While businesses focusing on sustainability is not a new phenomenon, 2019 has undoubtedly been the year that it has come fully into the public consciousness.  With the government legislating to hit net zero carbon emissions by 2050, and ‘climate strike’ being announced as Collins Dictionary’s ‘word of the year’, companies are being publicly ‘named and shamed’ for ‘greenwashing’ if their sustainability pledges don’t have weight.

For example, in its letter, TCI says, “TCI believes that climate change-related risks, in particular a company’s greenhouse gas emissions, will have a material effect on a company’s long-term profitability, sustainability and investor returns. These risks include regulation, taxation, competitive disadvantage, brand impairment, financing, physical asset impairment and litigation.”

Strong stuff indeed.

Low on the list of priorities

So, why is it that, even with energy managers looking for SECR support at board-level, is the scheme still appearing low on the overall priority list? One possibility is because, when time and cost pressures are already high, energy reporting schemes are often seen to be an additional administrative burden. Therefore, while the SECR box will be ticked, there isn’t much appetite – or available resource – to do much more than that.
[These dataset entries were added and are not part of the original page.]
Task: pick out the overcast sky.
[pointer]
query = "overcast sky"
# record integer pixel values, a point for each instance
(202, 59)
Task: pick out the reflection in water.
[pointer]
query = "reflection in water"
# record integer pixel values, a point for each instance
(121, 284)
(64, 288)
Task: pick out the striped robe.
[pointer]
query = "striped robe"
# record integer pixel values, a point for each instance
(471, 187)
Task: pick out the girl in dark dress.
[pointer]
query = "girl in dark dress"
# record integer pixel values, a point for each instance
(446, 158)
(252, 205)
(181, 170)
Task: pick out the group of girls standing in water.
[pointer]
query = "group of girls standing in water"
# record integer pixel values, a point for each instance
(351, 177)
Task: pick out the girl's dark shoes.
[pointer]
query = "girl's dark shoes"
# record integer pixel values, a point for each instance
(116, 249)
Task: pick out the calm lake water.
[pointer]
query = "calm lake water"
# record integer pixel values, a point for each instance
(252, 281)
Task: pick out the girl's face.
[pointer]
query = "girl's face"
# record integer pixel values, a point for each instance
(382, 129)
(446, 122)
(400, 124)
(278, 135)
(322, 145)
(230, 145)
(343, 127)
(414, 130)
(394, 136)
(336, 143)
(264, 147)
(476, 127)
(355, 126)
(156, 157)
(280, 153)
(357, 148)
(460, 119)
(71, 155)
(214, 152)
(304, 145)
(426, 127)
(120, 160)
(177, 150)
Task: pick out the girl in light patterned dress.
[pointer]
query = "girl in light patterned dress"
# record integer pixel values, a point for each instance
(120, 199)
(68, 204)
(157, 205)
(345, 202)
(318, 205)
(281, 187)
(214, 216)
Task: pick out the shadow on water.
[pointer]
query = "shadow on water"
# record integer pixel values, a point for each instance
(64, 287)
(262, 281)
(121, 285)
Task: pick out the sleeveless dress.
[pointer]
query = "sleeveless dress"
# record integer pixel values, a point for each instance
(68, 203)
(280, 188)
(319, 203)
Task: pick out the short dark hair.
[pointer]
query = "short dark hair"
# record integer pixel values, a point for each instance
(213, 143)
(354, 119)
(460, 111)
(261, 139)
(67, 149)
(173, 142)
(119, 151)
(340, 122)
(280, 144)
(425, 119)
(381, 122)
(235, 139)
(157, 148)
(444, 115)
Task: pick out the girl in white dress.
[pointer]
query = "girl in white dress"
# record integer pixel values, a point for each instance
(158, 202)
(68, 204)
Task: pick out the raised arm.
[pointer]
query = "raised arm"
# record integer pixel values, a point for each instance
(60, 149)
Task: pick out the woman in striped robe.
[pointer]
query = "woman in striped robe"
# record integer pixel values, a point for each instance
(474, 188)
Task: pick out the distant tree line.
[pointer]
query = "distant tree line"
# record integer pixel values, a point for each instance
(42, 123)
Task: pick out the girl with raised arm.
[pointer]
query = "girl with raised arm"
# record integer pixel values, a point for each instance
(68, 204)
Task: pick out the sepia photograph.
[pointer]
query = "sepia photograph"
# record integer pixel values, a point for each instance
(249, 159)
There is also the suggestion that the lack of board-level focus on SECR could be due to the relatively low financial penalties for not complying. At the time of writing, the new SECR framework does not include harsh penalties for non-compliance. The financial penalties for late or rejected annual reporting ranges from £150 for one month late, £375 for up to three months, £750 for three to six months and £1500 for more than six months. There is also a doubling of the overall penalty if you are late to report two years in succession.
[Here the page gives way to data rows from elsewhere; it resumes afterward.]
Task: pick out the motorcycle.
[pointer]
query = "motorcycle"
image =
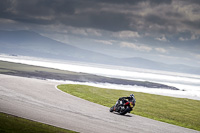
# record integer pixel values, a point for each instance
(123, 108)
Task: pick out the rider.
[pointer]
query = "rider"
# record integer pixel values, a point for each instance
(123, 100)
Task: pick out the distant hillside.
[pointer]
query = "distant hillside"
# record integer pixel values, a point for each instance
(28, 43)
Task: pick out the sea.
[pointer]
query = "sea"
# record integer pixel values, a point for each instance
(188, 84)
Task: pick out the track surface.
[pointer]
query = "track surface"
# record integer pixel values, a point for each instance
(40, 101)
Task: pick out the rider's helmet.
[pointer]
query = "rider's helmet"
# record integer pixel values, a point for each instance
(132, 96)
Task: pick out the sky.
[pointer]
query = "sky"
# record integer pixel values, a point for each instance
(161, 30)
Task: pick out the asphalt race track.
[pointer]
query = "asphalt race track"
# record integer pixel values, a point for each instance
(39, 100)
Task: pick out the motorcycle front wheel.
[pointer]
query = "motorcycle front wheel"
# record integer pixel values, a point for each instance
(125, 111)
(112, 109)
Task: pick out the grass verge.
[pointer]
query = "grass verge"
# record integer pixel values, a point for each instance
(13, 124)
(178, 111)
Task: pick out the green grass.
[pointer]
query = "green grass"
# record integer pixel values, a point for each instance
(177, 111)
(13, 124)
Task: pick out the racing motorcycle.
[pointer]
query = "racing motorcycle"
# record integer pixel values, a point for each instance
(122, 107)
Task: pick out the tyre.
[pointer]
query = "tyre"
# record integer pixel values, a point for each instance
(112, 109)
(125, 111)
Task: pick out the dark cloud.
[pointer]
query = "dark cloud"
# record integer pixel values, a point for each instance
(111, 15)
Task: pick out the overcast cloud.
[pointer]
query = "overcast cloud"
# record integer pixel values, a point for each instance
(157, 29)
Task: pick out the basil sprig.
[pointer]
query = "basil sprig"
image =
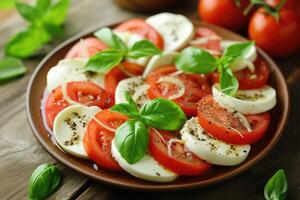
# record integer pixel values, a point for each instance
(132, 137)
(46, 21)
(276, 187)
(199, 61)
(45, 180)
(118, 51)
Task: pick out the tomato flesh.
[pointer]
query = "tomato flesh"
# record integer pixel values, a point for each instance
(140, 27)
(223, 125)
(97, 140)
(196, 87)
(181, 161)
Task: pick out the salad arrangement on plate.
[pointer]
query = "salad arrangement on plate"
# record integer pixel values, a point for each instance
(159, 98)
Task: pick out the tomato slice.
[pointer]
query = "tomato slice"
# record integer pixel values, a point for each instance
(115, 75)
(248, 80)
(140, 27)
(223, 125)
(83, 92)
(86, 48)
(196, 87)
(181, 161)
(97, 140)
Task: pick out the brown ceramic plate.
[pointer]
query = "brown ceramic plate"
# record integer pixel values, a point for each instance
(279, 117)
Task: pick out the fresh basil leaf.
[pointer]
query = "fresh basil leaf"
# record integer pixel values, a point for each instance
(112, 40)
(276, 187)
(238, 51)
(26, 43)
(162, 114)
(28, 12)
(229, 84)
(126, 109)
(10, 68)
(45, 180)
(132, 140)
(195, 60)
(104, 61)
(142, 48)
(57, 13)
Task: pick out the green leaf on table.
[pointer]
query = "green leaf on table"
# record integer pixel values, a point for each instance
(112, 40)
(229, 84)
(45, 180)
(196, 60)
(26, 43)
(162, 114)
(132, 140)
(276, 187)
(143, 48)
(10, 68)
(104, 61)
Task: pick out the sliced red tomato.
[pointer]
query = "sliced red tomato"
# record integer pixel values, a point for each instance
(196, 87)
(114, 76)
(140, 27)
(180, 160)
(248, 80)
(97, 140)
(83, 92)
(86, 48)
(223, 125)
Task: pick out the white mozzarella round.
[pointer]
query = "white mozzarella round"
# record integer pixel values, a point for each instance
(247, 101)
(129, 39)
(136, 87)
(69, 127)
(71, 70)
(166, 58)
(147, 168)
(210, 149)
(176, 30)
(251, 56)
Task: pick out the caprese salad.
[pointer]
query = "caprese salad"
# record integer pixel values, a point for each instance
(159, 98)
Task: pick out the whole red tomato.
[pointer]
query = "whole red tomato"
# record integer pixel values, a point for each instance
(278, 38)
(289, 4)
(225, 13)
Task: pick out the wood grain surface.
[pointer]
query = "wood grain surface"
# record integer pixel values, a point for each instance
(20, 153)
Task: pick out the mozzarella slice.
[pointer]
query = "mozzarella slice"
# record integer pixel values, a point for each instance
(147, 168)
(176, 30)
(71, 70)
(69, 128)
(129, 39)
(166, 58)
(210, 149)
(136, 87)
(247, 101)
(250, 57)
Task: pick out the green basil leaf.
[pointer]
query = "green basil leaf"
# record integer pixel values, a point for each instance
(112, 40)
(238, 51)
(104, 61)
(162, 114)
(10, 68)
(57, 13)
(132, 140)
(126, 109)
(229, 84)
(276, 187)
(26, 43)
(28, 12)
(142, 48)
(45, 180)
(195, 60)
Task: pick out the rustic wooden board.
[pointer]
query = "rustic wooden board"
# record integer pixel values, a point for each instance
(20, 153)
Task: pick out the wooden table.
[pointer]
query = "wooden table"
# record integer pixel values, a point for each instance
(20, 152)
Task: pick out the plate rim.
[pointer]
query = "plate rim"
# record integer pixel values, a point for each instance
(159, 187)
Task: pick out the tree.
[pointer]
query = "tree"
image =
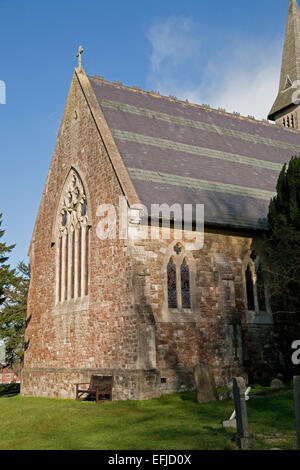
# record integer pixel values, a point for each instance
(14, 286)
(13, 318)
(6, 273)
(282, 245)
(280, 254)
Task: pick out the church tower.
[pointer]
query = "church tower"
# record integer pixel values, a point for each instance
(286, 110)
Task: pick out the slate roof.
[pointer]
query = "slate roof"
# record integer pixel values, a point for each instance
(290, 67)
(178, 152)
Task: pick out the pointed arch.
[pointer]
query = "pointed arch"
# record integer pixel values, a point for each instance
(250, 288)
(185, 284)
(172, 284)
(72, 232)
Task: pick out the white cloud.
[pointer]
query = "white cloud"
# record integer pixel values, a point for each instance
(242, 76)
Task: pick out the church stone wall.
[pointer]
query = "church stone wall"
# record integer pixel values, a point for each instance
(98, 332)
(124, 327)
(213, 330)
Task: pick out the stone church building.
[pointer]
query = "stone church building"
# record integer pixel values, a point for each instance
(147, 310)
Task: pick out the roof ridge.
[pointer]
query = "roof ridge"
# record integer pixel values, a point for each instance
(156, 94)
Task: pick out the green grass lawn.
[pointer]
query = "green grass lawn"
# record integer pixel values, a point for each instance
(168, 423)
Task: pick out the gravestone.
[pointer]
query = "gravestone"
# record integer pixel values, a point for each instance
(297, 407)
(243, 438)
(276, 384)
(205, 383)
(231, 422)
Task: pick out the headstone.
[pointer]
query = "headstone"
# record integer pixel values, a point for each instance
(243, 438)
(205, 383)
(297, 406)
(231, 422)
(276, 383)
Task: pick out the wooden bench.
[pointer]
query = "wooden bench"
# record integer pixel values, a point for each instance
(100, 387)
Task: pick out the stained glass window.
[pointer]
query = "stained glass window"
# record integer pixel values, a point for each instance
(185, 285)
(172, 287)
(261, 290)
(250, 290)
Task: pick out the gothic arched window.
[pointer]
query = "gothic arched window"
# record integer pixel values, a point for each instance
(178, 280)
(250, 289)
(261, 296)
(172, 284)
(185, 285)
(73, 241)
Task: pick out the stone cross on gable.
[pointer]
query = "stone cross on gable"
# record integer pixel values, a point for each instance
(80, 51)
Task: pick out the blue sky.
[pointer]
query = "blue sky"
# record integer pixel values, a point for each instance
(223, 53)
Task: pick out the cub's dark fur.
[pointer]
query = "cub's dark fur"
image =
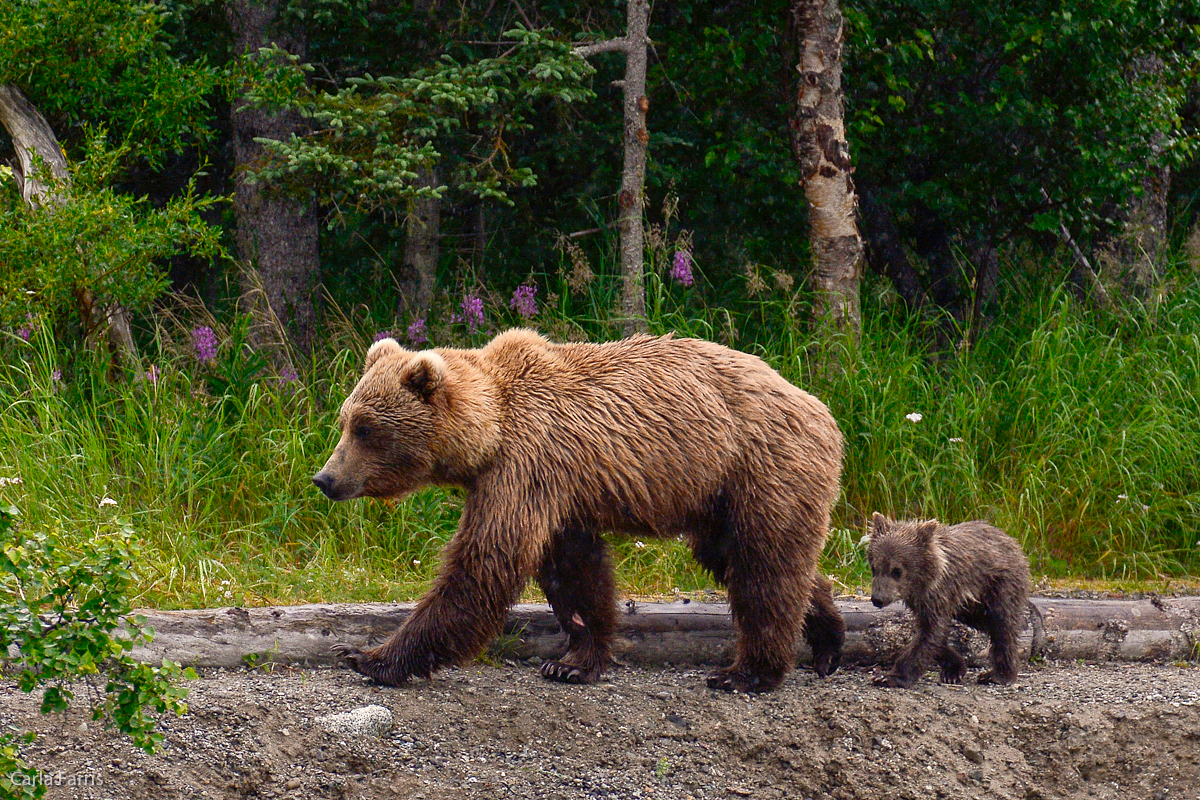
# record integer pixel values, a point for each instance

However, while financial penalties are low, the reputational risk incurred if a business’ SECR reports reveal they’re not making enough progress in reducing emissions – or haven’t implemented energy efficiency measures – is high.
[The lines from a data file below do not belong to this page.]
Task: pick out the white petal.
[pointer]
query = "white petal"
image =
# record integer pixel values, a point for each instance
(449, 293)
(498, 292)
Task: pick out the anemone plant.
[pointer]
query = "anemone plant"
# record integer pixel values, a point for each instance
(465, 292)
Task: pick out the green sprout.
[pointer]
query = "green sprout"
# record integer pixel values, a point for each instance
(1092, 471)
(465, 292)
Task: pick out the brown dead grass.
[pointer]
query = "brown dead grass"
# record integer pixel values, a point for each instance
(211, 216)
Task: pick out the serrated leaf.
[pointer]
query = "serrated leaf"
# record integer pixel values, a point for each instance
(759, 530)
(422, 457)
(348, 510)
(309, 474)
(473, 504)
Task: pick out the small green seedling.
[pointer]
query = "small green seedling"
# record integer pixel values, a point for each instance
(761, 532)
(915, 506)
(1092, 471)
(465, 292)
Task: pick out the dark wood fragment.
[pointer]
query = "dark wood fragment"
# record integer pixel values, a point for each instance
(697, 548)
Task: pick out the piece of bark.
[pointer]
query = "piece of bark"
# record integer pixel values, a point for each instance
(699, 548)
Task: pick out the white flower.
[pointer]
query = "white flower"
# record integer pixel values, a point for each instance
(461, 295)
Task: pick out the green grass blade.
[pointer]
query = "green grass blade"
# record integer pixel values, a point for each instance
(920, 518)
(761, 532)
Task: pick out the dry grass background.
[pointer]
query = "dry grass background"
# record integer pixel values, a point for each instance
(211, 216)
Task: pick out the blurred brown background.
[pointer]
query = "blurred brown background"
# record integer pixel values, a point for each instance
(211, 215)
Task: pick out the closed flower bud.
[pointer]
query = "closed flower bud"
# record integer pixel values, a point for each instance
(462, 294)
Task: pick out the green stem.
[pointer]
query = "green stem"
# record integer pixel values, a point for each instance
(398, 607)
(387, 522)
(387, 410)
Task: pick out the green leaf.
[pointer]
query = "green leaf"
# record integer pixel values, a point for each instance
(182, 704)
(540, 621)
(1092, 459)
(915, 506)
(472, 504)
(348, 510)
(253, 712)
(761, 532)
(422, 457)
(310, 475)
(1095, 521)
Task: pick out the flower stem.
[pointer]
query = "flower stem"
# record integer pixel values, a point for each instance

For example, although businesses are required to include any energy efficiency projects that they have carried out within the reporting year, they aren’t actually required to implement any energy efficiency measures at all.  However, if an organisation doesn’t implement any efficiency projects, this will need to be stated in the report.

An FD would need to ask themselves – what would be best – publishing a report that is full of proactive efficiency projects, or one that shows no real effort to improve sustainability at all?

In addition – as the move by TCI has shown – there could be damage to investor relationships, as well as an impact on the supply chains of the business, and a backlash against the company for failure, or lack of progress.

Efficiencies make savings

However, avoidance of negative reputational impacts aren’t the only benefit of adopting efficiency projects – improving energy efficiency is the only guaranteed way to ensure that a business isn’t paying more than it should for their energy. In fact, increasing energy efficiency through physical improvements and behavioral projects can result in an organisation ultimately making savings on its energy spend. In today’s volatile energy market, many businesses are seeing significant increases in their energy bills, so it’s financially prudent to ensure energy isn’t being wasted.

We are now on countdown to the first round of SECR reporting. The end of Q3 for businesses caught in the first wave of SECR publications should highlight how their data collation processes are working, and what is still to do to ensure the right information is available when it comes to collating their final reporting.

When the first reports are published, it will be interesting to see which businesses will have seen SECR as an opportunity to affect real change in how they approach the management of their energy consumption.

What is clear is that, as we transition into a low-carbon world, businesses will play a crucial role in the UK’s net-zero future – and schemes like SECR should be high on the board-level priority list, rather than just another box to tick.